Day 10 And Counting
- Coffee Cream

- Jul 30, 2020
- 2 min read
Day 10 of my diet is complete. This is brutal. I never realized just how many times I reach into my drawer full of chocolate covered almonds and peanut butter cups to get me through the day. I feel hungry but hunger is bearable. The general boredom is what is unbearable. Boredom from not eating sweet snacks, drinking wine, and basically having whatever I want when I want it.
Maybe my mom was right, maybe I am addicted to food. I certainly have an unhealthy relationship with food that is starting to show. Maybe I've used food to entertain me or placate bad feelings like some use alcohol or drugs. Maybe I also use alcohol for the same purpose.
Why am I doing this? To lose weight? The thought of not having the freedom to eat and drink what I want is hitting me. I don't want to live like this. Being skinny isn't worth this kind of daily agony. What if I lose the weight, then what? Then I ease up slightly but still have to watch what I eat closely or I will gain it all back. What is the point?

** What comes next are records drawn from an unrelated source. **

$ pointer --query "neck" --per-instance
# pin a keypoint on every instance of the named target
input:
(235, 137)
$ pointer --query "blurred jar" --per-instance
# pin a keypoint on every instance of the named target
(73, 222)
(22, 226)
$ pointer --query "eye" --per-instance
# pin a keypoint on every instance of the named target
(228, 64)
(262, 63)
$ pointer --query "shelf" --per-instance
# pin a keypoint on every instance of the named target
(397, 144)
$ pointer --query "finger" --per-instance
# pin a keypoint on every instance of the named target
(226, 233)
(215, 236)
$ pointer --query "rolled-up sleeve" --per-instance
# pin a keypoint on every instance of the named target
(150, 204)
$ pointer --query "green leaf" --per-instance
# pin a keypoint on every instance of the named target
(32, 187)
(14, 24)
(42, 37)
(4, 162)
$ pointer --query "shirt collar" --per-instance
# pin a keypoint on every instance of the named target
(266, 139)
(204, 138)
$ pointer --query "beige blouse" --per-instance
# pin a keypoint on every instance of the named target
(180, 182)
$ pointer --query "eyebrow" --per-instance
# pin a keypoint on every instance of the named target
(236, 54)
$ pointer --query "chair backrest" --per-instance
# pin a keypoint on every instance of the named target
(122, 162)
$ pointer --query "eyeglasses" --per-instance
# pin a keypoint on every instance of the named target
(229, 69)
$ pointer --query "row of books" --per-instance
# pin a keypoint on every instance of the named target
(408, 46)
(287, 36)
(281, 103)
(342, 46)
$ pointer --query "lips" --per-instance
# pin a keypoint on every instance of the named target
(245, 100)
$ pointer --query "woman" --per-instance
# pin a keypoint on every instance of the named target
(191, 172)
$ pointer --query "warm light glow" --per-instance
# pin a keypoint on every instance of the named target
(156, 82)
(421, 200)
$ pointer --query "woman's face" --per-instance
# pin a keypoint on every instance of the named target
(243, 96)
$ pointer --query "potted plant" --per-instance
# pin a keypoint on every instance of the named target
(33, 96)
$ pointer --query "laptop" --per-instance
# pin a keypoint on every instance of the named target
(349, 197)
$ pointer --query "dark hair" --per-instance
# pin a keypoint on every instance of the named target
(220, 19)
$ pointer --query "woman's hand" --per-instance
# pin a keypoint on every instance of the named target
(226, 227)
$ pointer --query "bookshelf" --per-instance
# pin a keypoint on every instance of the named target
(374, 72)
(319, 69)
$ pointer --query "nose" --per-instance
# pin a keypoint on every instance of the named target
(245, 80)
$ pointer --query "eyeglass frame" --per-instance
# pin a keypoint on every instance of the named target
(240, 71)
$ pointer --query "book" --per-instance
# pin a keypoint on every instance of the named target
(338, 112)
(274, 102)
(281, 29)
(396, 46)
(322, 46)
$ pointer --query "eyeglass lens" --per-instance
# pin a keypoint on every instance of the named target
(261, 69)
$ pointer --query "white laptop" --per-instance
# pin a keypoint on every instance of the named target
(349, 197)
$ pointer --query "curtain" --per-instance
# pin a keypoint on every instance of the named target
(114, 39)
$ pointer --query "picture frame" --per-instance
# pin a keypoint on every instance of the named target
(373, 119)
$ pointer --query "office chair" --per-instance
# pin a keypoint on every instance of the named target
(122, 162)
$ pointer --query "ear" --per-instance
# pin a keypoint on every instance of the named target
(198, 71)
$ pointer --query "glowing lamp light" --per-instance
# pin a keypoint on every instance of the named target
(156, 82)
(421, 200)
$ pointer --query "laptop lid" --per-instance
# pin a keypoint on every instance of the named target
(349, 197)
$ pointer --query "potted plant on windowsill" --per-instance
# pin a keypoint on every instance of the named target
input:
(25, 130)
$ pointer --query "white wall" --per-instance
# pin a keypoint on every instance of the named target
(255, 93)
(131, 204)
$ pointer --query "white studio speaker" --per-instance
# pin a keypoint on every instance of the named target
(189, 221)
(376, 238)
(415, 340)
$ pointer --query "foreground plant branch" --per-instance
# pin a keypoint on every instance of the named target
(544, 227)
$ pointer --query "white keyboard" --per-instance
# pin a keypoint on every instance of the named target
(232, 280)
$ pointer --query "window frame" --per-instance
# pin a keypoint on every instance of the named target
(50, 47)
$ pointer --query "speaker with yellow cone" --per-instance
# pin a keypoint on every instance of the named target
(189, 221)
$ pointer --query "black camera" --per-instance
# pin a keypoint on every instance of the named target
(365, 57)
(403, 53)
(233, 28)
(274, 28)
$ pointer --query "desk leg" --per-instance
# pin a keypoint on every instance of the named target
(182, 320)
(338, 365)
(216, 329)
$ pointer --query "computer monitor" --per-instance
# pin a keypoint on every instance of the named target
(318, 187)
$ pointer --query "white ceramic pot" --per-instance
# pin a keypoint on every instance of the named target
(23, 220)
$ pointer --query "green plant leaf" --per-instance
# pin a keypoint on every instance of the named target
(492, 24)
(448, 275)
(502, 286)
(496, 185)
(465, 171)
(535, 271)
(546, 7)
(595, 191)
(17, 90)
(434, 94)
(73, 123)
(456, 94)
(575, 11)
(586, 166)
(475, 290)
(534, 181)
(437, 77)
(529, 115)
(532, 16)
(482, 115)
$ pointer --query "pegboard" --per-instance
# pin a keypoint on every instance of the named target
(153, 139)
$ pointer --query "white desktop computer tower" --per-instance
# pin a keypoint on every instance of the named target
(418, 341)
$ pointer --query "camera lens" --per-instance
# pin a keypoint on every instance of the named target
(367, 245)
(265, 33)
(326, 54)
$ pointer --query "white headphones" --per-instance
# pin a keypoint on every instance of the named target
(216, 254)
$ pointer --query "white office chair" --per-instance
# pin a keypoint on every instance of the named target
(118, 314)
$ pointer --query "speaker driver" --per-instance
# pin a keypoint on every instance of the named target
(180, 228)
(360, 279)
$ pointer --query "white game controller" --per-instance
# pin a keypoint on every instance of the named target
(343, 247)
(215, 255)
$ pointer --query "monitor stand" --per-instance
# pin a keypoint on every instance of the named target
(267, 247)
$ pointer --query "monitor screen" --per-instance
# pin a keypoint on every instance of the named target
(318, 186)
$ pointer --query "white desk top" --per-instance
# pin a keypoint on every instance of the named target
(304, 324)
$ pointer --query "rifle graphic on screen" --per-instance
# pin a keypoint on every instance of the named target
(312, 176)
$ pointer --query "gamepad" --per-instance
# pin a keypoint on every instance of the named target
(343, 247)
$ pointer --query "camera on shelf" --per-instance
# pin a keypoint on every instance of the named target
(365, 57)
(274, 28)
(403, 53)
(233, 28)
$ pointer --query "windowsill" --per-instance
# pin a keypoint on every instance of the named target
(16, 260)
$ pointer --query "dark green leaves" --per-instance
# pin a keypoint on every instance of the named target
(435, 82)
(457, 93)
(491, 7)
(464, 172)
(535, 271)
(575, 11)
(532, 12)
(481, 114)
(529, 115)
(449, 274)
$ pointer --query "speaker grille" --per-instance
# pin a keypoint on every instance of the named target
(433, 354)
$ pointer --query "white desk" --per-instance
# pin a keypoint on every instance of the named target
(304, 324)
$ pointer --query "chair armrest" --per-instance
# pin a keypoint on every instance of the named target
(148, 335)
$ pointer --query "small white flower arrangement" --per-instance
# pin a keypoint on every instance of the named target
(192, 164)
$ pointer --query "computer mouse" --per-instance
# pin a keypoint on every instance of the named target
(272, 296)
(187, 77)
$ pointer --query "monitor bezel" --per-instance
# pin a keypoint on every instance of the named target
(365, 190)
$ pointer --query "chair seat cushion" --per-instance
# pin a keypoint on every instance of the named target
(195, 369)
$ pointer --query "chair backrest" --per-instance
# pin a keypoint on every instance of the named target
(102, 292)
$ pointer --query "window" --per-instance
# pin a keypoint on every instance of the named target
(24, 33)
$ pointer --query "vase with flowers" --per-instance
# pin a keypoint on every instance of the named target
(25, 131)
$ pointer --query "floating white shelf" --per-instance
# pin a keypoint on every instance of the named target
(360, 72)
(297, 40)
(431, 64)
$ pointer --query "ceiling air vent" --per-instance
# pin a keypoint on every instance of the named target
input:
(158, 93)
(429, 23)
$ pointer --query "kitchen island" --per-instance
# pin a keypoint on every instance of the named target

This Optavia program has a self-development side that I like. My coach told me yesterday, "boredom is an emotion and you are learning to master your emotions". Is boredom an emotion? And if it is, what is the thought that happens so fast that I might not even notice, that makes me feel boredom? It's something close to 'I am so lonely', 'I have a sucky life', 'this sucks', 'I should be making more money', 'I am such a loser'. I'm still discovering all the facets. The point is that I can change that thought from 'I'm such a loser' to 'I'm am an amazing person' and the emotion won't lead to boredom, it will be self-satisfaction or peace, instead. Sounds so simple, right?
If I ask why am I doing this I don't think it is all about the weight. Sure, it would be nice to be a bit thinner, but that isn't what drives me. No, it is about my relationship to food and alcohol and even more importantly, it is about my relationship to boredom.